Image segmentation resizing

gionanide · April 28, 2023, 8:37am

Hello all,

I am solving an image segmentation task. Initially I have images let’s say of dimensions 1024 x 1024 and their corresponding ground truth segmentation masks 1024 x 1024 as well. When I pass batch_tfms=[*aug_transforms(size=np.array([size,size]))] where size could be 64, 128, 2048, etc. which resizing algorithms are applied to the input image and the corresponding ground truth segmentation mask? Are they the same?

Thank you in advance.

meanpenguin · May 15, 2023, 7:05pm

As Jeremy always says, “Try it an see”

But I do believe the if you are using the segmentation data block, they both are resized to the same size.

gionanide · May 18, 2023, 7:39am

Hello Edward,

Thank you for you answer. I understand that they both resized to the same size. But which algorithms are applied for this procedure? And is the emerging mapping (image pixel to label pixel) still valid?

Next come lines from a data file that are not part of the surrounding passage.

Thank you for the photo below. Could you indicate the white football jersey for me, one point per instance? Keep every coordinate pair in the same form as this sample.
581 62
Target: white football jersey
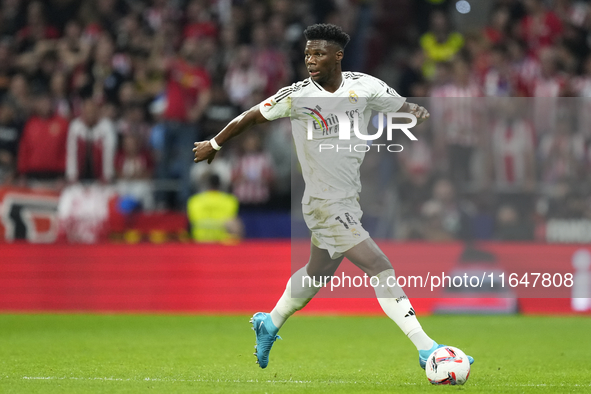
331 173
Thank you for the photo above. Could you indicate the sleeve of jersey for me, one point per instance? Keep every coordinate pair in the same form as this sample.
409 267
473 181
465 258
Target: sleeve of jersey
278 105
384 99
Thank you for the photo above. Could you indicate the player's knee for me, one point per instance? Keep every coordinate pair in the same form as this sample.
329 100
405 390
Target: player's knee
379 264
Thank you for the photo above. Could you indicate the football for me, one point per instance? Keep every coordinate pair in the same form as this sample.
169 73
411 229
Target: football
447 365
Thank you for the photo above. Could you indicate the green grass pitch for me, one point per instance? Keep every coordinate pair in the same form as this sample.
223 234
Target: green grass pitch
318 354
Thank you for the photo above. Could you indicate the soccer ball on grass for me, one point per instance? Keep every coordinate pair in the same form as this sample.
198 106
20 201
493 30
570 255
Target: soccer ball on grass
447 365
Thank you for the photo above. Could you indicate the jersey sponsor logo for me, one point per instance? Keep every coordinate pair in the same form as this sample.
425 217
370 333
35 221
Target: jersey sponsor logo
317 116
345 123
392 92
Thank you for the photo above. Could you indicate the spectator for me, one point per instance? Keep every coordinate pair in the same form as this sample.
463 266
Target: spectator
562 152
18 96
252 174
525 69
269 61
92 143
540 28
98 77
134 167
446 217
511 227
457 121
498 80
243 79
58 86
10 132
513 149
42 149
187 97
498 29
36 28
213 215
7 67
439 43
199 22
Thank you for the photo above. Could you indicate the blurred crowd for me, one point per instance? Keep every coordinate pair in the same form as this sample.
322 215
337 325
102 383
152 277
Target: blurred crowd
117 91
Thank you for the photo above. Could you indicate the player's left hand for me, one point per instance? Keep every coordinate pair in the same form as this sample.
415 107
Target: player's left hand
419 112
204 151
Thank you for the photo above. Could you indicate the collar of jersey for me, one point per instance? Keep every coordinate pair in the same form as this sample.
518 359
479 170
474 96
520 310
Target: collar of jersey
322 89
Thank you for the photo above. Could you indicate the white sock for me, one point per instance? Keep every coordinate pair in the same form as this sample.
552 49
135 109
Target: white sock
295 297
395 303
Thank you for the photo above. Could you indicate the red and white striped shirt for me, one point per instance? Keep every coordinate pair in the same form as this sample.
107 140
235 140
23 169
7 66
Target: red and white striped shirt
456 114
251 178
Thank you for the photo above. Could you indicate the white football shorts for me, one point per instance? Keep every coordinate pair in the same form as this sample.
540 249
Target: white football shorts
335 224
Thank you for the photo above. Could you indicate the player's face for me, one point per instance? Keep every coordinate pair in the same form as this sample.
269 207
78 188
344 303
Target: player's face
322 60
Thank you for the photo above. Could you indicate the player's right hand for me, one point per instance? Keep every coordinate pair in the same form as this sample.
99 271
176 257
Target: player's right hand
204 151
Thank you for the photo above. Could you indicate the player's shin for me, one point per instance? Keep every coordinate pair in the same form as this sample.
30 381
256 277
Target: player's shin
397 306
300 289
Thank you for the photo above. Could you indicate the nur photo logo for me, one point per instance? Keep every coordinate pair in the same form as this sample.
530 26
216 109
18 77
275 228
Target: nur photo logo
345 124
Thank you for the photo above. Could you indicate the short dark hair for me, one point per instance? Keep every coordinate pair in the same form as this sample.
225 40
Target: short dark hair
214 181
328 32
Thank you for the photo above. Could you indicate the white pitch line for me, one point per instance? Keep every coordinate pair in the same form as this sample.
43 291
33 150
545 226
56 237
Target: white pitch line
170 380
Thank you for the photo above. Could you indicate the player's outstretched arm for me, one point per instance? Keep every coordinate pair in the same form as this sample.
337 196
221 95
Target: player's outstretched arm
420 112
204 150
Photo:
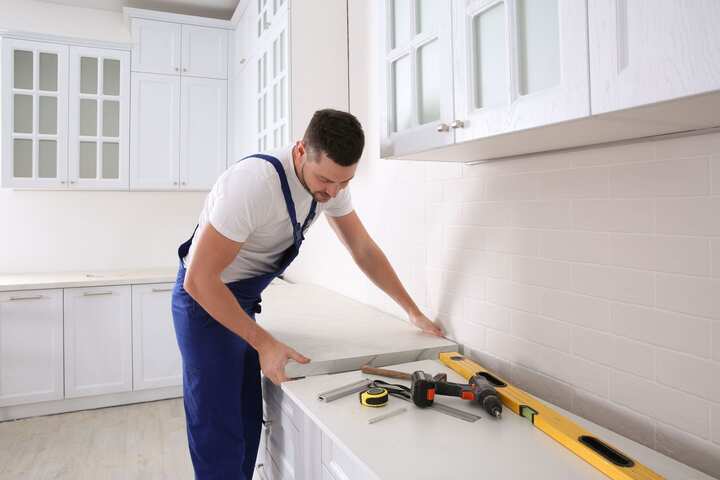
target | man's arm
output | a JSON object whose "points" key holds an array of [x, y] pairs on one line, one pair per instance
{"points": [[373, 262], [213, 253]]}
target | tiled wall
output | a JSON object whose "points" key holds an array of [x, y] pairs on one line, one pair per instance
{"points": [[589, 278]]}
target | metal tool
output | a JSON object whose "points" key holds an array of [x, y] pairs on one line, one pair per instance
{"points": [[387, 415], [344, 391]]}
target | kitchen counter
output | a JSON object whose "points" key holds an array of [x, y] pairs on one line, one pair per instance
{"points": [[423, 444]]}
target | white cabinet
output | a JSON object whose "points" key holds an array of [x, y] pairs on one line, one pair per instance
{"points": [[171, 49], [519, 64], [203, 132], [34, 114], [98, 358], [649, 51], [416, 75], [100, 118], [31, 346], [155, 134], [156, 358], [156, 46]]}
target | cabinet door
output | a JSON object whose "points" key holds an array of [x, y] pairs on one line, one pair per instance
{"points": [[155, 132], [204, 51], [156, 357], [203, 149], [416, 53], [31, 346], [98, 357], [648, 51], [100, 118], [519, 64], [156, 46], [34, 114]]}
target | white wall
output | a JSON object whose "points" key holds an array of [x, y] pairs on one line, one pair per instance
{"points": [[591, 279], [50, 18], [80, 231]]}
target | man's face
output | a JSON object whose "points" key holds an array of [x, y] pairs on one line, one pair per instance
{"points": [[323, 177]]}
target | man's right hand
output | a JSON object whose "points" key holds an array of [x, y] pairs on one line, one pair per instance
{"points": [[273, 358]]}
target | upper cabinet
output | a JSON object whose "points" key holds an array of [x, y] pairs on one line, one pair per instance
{"points": [[172, 49], [649, 51]]}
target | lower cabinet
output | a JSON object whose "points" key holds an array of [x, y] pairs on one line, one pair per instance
{"points": [[98, 342], [31, 346], [293, 447], [156, 357]]}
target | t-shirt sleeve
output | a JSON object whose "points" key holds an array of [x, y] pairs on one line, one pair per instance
{"points": [[340, 205], [243, 202]]}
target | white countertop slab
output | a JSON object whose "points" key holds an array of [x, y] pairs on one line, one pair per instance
{"points": [[90, 278], [423, 444], [340, 334]]}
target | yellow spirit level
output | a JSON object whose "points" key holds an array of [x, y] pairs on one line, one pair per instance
{"points": [[609, 460]]}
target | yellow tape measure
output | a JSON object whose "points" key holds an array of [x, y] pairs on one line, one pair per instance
{"points": [[374, 397]]}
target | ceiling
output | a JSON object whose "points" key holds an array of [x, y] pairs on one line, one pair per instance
{"points": [[205, 8]]}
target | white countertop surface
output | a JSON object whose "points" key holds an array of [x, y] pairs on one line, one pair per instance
{"points": [[37, 281], [340, 334], [423, 444]]}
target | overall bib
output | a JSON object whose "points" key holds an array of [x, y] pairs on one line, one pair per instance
{"points": [[221, 371]]}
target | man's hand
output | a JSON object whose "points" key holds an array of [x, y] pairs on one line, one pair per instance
{"points": [[273, 358], [425, 324]]}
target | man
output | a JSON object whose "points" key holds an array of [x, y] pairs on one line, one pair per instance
{"points": [[250, 229]]}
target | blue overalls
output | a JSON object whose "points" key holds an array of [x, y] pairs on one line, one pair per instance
{"points": [[221, 371]]}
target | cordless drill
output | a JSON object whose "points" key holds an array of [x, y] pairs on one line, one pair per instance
{"points": [[424, 388]]}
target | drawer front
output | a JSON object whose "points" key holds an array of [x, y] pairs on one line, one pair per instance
{"points": [[340, 464]]}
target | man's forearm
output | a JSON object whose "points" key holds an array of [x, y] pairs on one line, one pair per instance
{"points": [[376, 266]]}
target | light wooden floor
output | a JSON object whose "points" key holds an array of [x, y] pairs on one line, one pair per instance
{"points": [[143, 441]]}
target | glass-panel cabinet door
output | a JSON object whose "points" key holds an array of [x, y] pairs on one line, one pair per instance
{"points": [[512, 71], [415, 48], [34, 111], [99, 112]]}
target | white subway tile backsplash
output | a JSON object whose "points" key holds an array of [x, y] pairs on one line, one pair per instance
{"points": [[612, 350], [541, 214], [512, 187], [662, 403], [668, 329], [545, 331], [613, 215], [575, 183], [576, 309], [638, 152], [688, 449], [690, 374], [689, 216], [575, 246], [633, 251], [542, 273], [488, 314], [512, 240], [513, 295], [668, 178], [619, 419], [542, 386], [632, 286], [488, 214], [693, 295]]}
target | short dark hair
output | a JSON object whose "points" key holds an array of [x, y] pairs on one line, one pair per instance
{"points": [[338, 134]]}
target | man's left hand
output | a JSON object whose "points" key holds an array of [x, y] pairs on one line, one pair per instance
{"points": [[425, 324]]}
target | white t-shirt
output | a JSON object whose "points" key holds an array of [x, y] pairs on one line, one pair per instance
{"points": [[246, 204]]}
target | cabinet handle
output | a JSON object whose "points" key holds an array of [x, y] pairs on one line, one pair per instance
{"points": [[95, 294], [34, 297]]}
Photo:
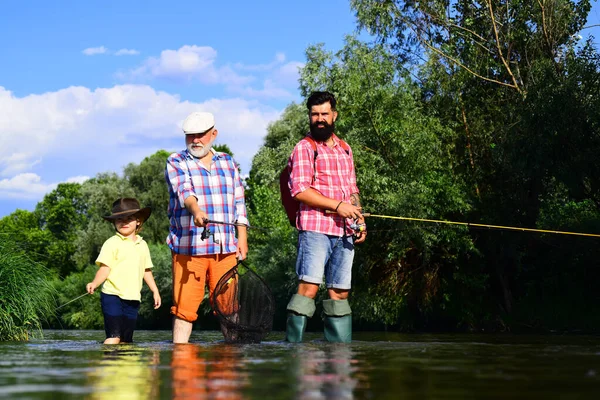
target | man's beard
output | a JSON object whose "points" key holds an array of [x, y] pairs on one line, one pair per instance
{"points": [[321, 134], [199, 150]]}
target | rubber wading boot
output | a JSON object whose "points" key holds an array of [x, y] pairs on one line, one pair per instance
{"points": [[300, 308], [294, 329], [337, 321]]}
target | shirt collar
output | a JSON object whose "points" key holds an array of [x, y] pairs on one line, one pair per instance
{"points": [[139, 238], [189, 156]]}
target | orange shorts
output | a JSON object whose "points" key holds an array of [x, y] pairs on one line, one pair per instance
{"points": [[190, 275]]}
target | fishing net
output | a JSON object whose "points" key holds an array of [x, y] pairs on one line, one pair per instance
{"points": [[244, 305]]}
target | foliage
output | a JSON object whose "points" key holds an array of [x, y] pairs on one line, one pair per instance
{"points": [[26, 298], [84, 313]]}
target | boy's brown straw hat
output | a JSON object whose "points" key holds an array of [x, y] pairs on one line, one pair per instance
{"points": [[126, 206]]}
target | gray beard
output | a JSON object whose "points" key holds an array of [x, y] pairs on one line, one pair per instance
{"points": [[199, 153]]}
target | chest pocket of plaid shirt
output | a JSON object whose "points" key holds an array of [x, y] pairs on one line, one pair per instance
{"points": [[226, 180], [328, 172]]}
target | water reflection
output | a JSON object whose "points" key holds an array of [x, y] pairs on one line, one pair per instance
{"points": [[125, 372], [207, 372], [326, 372]]}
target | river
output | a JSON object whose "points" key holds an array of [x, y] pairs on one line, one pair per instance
{"points": [[75, 365]]}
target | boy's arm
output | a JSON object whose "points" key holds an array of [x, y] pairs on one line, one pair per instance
{"points": [[99, 279], [149, 279]]}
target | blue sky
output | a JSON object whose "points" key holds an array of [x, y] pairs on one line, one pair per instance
{"points": [[90, 86]]}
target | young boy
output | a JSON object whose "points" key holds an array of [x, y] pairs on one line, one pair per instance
{"points": [[124, 262]]}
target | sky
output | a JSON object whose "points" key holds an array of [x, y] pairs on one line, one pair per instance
{"points": [[91, 86]]}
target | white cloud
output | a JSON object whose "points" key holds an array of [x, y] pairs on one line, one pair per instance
{"points": [[77, 179], [270, 90], [186, 64], [47, 137], [127, 52], [17, 162], [278, 60], [26, 186], [91, 51]]}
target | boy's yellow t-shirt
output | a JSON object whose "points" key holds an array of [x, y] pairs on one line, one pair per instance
{"points": [[127, 260]]}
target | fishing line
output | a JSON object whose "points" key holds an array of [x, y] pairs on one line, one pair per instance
{"points": [[471, 224], [69, 302]]}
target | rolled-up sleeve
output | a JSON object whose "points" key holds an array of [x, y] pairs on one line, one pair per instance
{"points": [[353, 184], [240, 203]]}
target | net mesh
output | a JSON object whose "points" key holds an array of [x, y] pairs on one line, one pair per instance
{"points": [[244, 305]]}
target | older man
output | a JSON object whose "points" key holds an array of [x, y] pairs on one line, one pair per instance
{"points": [[203, 185]]}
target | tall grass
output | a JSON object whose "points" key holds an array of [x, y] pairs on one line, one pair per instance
{"points": [[26, 296]]}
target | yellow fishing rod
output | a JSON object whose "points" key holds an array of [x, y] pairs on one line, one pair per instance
{"points": [[513, 228]]}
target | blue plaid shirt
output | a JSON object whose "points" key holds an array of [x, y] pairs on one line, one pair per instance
{"points": [[220, 195]]}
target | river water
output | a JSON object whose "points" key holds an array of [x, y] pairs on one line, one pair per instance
{"points": [[75, 365]]}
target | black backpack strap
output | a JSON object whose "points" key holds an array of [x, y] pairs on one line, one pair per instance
{"points": [[314, 146]]}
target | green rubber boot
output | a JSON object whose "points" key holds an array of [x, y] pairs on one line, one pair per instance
{"points": [[294, 329], [337, 321], [300, 308]]}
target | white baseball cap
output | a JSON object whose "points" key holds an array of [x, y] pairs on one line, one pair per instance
{"points": [[198, 122]]}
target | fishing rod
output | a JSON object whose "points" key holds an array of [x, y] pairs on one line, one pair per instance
{"points": [[70, 301], [468, 224], [206, 233], [210, 221]]}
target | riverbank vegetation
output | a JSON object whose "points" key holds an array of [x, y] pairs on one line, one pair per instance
{"points": [[26, 298], [486, 114]]}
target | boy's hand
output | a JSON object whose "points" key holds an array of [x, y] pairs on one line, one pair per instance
{"points": [[90, 287], [157, 300]]}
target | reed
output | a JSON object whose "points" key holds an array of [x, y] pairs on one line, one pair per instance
{"points": [[26, 296]]}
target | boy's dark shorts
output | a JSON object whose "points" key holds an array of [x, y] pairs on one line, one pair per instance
{"points": [[119, 316]]}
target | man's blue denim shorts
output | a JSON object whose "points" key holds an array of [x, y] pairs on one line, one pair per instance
{"points": [[325, 255]]}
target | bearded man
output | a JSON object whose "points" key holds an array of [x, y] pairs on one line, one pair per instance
{"points": [[203, 185], [323, 180]]}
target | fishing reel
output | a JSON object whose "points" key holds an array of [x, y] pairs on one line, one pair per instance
{"points": [[206, 233]]}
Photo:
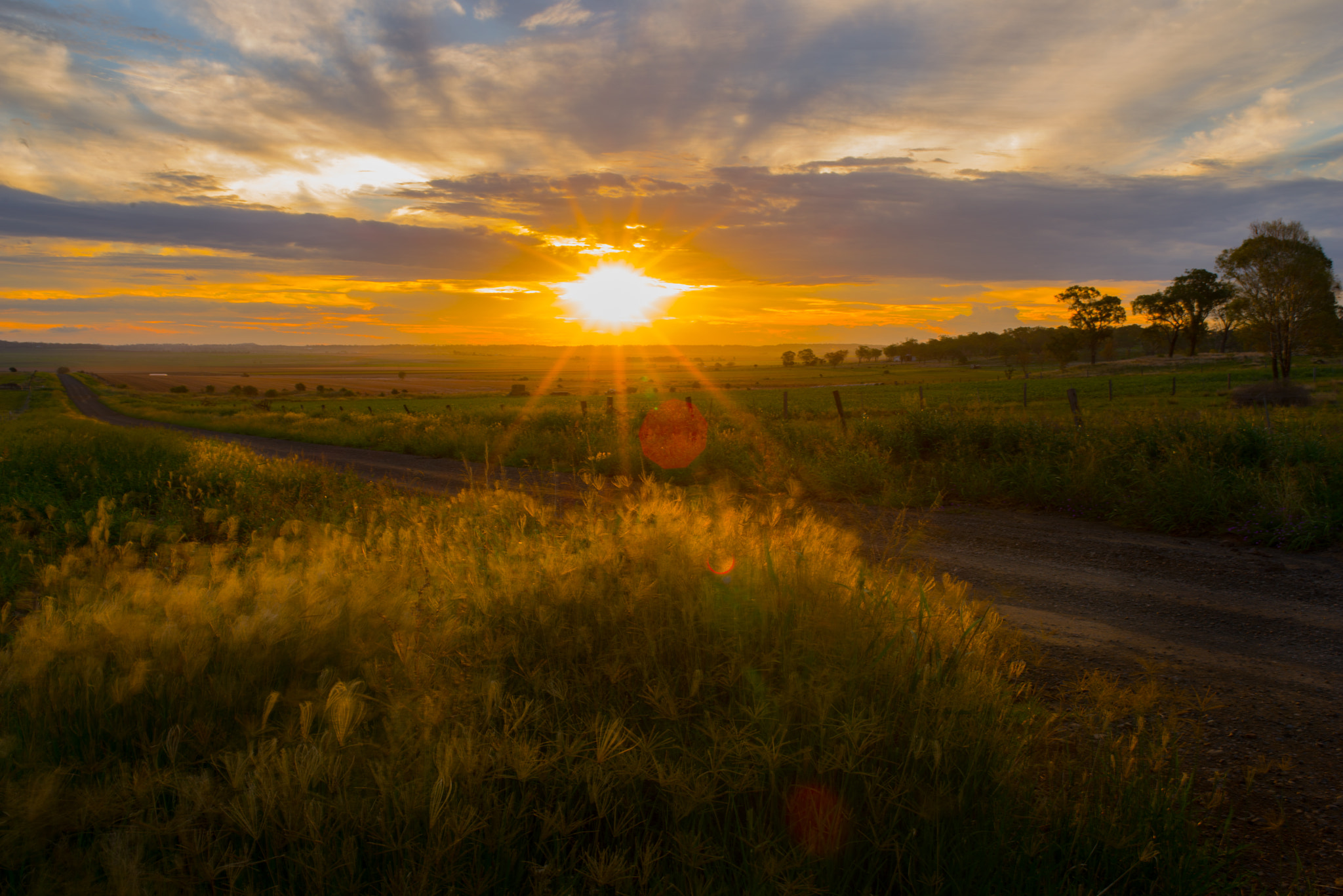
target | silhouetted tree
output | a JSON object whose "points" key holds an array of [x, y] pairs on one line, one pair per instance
{"points": [[1198, 293], [1287, 285], [1165, 315], [1095, 316]]}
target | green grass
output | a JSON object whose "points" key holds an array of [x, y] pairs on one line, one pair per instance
{"points": [[1186, 464], [230, 674]]}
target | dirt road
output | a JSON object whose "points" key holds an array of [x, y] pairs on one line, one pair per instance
{"points": [[1260, 631]]}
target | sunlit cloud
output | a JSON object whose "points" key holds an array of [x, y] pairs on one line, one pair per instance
{"points": [[830, 166]]}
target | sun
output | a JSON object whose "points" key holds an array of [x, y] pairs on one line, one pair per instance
{"points": [[616, 297]]}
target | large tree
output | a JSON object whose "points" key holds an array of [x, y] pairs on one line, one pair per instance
{"points": [[1287, 286], [1165, 317], [1095, 316], [1198, 293]]}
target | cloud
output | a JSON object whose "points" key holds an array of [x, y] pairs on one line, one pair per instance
{"points": [[984, 319], [264, 233], [567, 12]]}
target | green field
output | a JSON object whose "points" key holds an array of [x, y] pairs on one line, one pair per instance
{"points": [[1177, 463], [220, 673]]}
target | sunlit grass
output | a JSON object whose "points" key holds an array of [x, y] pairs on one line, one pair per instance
{"points": [[1188, 464], [214, 690]]}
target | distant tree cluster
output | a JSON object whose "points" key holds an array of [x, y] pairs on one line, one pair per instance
{"points": [[1275, 292]]}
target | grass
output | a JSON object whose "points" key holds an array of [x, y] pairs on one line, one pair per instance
{"points": [[1189, 464], [684, 691]]}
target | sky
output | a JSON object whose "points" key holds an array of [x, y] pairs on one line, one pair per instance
{"points": [[785, 171]]}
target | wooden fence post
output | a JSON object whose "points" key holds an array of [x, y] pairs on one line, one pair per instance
{"points": [[1072, 403]]}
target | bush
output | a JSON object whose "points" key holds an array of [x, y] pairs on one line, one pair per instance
{"points": [[1281, 393], [481, 692]]}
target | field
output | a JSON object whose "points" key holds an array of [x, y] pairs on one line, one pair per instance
{"points": [[1159, 445], [230, 674]]}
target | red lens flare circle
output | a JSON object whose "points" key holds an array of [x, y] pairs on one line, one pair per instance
{"points": [[817, 820], [723, 566], [673, 435]]}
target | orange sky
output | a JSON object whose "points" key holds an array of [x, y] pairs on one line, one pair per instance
{"points": [[854, 171]]}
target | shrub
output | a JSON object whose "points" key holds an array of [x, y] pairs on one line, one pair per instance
{"points": [[1281, 393]]}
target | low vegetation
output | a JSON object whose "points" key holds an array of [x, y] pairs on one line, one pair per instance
{"points": [[230, 674]]}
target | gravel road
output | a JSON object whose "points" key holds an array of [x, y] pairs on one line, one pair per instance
{"points": [[1260, 631]]}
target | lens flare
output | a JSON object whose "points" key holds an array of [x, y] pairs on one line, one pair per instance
{"points": [[673, 435], [723, 566], [817, 820], [616, 297]]}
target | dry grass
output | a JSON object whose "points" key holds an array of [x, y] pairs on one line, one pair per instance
{"points": [[492, 695]]}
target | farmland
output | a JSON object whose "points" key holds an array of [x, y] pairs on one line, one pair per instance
{"points": [[1159, 445], [230, 674]]}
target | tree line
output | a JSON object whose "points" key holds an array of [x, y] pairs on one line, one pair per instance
{"points": [[1275, 292]]}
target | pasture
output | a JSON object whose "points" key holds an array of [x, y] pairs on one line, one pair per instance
{"points": [[1159, 445], [230, 674]]}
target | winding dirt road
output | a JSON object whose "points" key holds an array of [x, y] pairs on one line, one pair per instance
{"points": [[1259, 631]]}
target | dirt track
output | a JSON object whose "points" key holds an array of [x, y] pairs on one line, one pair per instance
{"points": [[1260, 629]]}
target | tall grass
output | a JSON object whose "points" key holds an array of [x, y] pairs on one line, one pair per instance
{"points": [[672, 693], [1159, 467]]}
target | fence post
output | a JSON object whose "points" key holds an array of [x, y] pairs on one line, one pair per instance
{"points": [[1072, 403]]}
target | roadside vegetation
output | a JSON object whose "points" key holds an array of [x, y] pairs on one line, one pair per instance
{"points": [[1158, 448], [220, 673]]}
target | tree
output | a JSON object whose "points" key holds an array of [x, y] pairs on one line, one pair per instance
{"points": [[1062, 345], [1166, 317], [1095, 316], [1198, 293], [1229, 317], [1287, 286]]}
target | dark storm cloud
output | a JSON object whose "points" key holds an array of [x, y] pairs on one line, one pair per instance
{"points": [[269, 234], [803, 225], [1005, 226]]}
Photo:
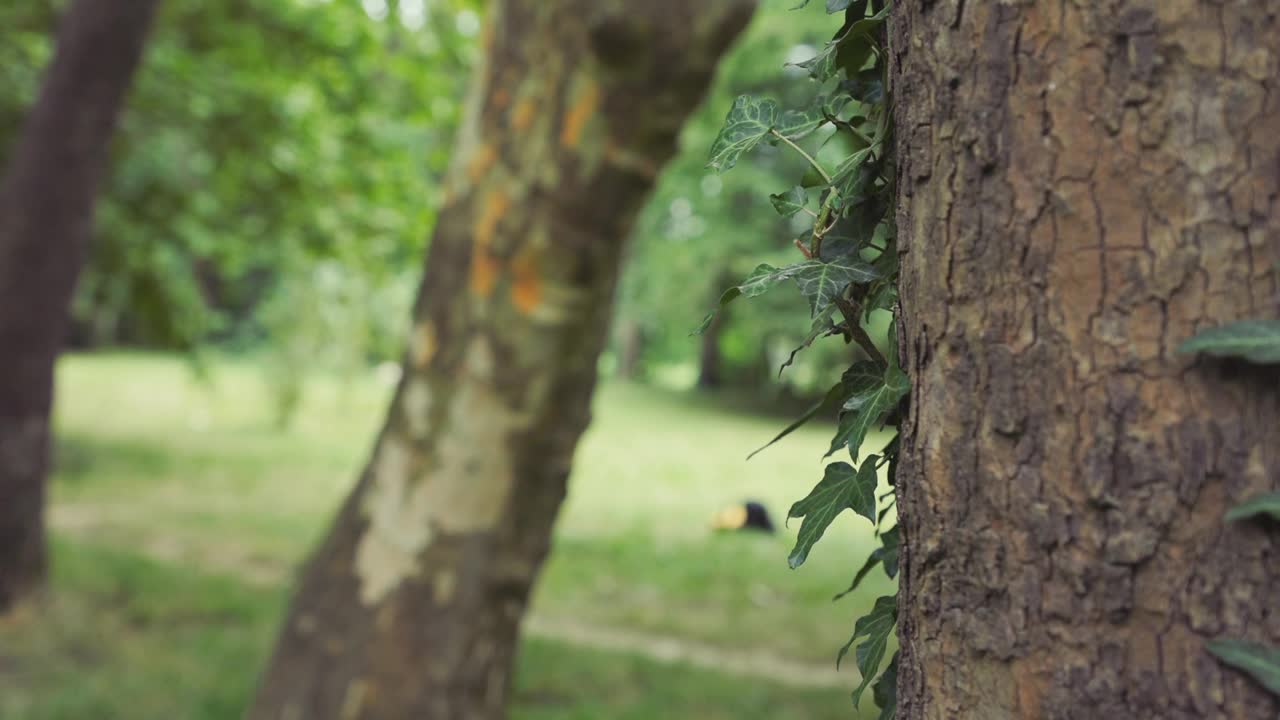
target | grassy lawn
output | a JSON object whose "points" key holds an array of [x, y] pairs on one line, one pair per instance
{"points": [[179, 511]]}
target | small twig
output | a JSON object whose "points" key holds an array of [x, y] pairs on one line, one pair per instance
{"points": [[855, 331], [801, 151]]}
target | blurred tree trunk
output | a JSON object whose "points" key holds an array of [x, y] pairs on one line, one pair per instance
{"points": [[411, 606], [709, 372], [46, 215], [1082, 187], [631, 347], [711, 363]]}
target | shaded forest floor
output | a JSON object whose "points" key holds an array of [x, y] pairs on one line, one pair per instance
{"points": [[179, 510]]}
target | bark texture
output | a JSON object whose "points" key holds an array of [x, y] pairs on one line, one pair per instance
{"points": [[46, 215], [411, 607], [1082, 187]]}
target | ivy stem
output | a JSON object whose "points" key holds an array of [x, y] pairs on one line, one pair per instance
{"points": [[801, 151]]}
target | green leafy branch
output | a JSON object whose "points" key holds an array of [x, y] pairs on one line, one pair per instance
{"points": [[848, 270]]}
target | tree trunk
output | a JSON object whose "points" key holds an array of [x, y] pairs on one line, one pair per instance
{"points": [[1082, 187], [631, 347], [46, 215], [411, 606], [711, 361]]}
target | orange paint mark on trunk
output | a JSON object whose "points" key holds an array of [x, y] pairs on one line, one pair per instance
{"points": [[579, 113], [481, 160], [423, 345], [522, 117], [484, 272], [492, 209], [526, 287]]}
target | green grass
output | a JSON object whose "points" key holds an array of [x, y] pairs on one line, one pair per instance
{"points": [[151, 464]]}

Are there any resources for this procedure?

meanpenguin · May 19, 2023, 3:48pm

I believe these are the defaults

github.com

fastai/fastai/blob/74fd6ea8cca582cc878d89658541873761ecb617/fastai/vision/augment.py#L1240


      
              aff_tfms = [tfm for tfm in tfms if isinstance(tfm, AffineCoordTfm)]
              lig_tfms = [tfm for tfm in tfms if isinstance(tfm, LightingTfm)]
              others = [tfm for tfm in tfms if tfm not in aff_tfms+lig_tfms]
              lig_tfm = _compose_same_tfms(lig_tfms)
              aff_tfm = _compose_same_tfms(aff_tfms)
              res = [aff_tfm] if aff_tfm is not None else []
              if lig_tfm is not None: res.append(lig_tfm)
              return res + others
          
          # %% ../../nbs/09_vision.augment.ipynb 262
          def aug_transforms(
              mult:float=1.0, # Multiplication applying to `max_rotate`,`max_lighting`,`max_warp`
              do_flip:bool=True, # Random flipping
              flip_vert:bool=False, # Flip vertically
              max_rotate:float=10., # Maximum degree of rotation
              min_zoom:float=1., # Minimum zoom 
              max_zoom:float=1.1, # Maximum zoom 
              max_lighting:float=0.2, # Maximum scale of changing brightness 
              max_warp:float=0.2, # Maximum value of changing warp per
              p_affine:float=0.75, # Probability of applying affine transformation
              p_lighting:float=0.75, # Probability of changing brightnest and contrast

In my experience, the transforms are applied appropriately to make the segmentation work if you are using the unet_learner.

Maybe this example may help?

VDM · May 20, 2023, 6:04am

I think I understood the question, which can be reformulated as: “do the transformations applied introduce artifacts in masks due to interpolation, like they do in RGB images?” Regarding resize, I am almost sure it does not introduce artifacts; regarding other transformations, I did not check, but masks remain valid thus at least the number of classes remains the same. However, artifacts would be mostly on the edges, and likely small.
You may check the source code to see which algorithm is used specifically on masks.